Graph Extraction for Assisting Crash Simulation Data Analysis
This work addresses the need for improved design guidelines and recommendation systems in vehicle crash simulation analysis, though it appears incremental as it builds on existing graph-based methods for a specific domain.
The paper tackled the problem of analyzing crash simulation data by developing a method to extract directed weighted graphs from Computer Aided Engineering (CAE) data, focusing on load-path detection for vehicle crashworthiness, and demonstrated its utility in classifying and labeling simulations.

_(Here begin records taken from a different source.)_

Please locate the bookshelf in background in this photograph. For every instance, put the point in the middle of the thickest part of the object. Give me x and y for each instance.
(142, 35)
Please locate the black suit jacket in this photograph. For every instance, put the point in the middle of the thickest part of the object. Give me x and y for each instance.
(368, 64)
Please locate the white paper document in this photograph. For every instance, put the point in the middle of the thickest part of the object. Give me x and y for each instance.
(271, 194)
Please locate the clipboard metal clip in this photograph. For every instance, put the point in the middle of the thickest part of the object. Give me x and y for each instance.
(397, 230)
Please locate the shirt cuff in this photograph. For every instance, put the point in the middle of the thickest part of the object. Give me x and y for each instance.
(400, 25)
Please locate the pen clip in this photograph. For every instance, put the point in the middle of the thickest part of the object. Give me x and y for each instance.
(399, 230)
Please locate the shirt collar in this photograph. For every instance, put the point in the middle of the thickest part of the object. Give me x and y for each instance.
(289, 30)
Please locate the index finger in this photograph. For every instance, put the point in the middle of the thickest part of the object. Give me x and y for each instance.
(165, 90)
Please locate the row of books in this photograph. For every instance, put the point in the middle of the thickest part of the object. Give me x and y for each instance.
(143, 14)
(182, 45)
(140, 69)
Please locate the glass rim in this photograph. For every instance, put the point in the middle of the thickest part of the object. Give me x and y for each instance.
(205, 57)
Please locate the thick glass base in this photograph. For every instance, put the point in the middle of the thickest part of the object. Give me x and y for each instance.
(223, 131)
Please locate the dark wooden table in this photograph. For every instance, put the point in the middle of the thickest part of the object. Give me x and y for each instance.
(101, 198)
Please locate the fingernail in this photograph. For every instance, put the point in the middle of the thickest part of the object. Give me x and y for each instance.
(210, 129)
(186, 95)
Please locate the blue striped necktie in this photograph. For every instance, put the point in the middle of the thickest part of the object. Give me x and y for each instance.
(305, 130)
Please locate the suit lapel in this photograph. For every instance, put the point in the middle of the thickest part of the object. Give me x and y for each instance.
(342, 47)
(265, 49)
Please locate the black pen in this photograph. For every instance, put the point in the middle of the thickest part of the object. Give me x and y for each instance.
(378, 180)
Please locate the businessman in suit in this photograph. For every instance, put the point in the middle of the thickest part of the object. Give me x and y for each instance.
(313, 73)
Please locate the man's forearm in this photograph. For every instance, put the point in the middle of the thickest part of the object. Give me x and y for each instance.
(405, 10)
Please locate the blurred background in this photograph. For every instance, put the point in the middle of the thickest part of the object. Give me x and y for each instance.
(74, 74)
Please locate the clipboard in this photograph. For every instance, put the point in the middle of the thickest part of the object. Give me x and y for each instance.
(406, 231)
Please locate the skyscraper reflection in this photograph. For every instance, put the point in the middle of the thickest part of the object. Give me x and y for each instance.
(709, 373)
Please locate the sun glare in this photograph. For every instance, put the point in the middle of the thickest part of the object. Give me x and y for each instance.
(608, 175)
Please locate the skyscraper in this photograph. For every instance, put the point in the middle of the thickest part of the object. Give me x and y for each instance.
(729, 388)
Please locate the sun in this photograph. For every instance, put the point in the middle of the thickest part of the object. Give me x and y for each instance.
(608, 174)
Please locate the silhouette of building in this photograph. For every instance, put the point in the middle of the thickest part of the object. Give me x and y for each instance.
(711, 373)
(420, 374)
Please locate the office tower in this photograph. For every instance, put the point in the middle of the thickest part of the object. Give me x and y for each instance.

In this work, we establish a method for abstracting information from Computer Aided Engineering (CAE) into graphs. Such graph representations of CAE data can improve design guidelines and support recommendation systems by enabling the comparison of simulations, highlighting unexplored experimental designs, and correlating different designs. We focus on the load-path in crashworthiness analysis, a complex sub-discipline in vehicle design. The load-path is the sequence of parts that absorb most of the energy caused by the impact. To detect the load-path, we generate a directed weighted graph from the CAE data. The vertices represent the vehicle's parts, and the edges are an abstraction of the connectivity of the parts. The edge direction follows the temporal occurrence of the collision, where the edge weights reflect aspects of the energy absorption. We introduce and assess three methods for graph extraction and an additional method for further updating each graph with the sequences of absorption. Based on longest-path calculations, we introduce an automated detection of the load-path, which we analyse for the different graph extraction methods and weights. Finally, we show how our method for the detection of load-paths helps in the classification and labelling of CAE simulations.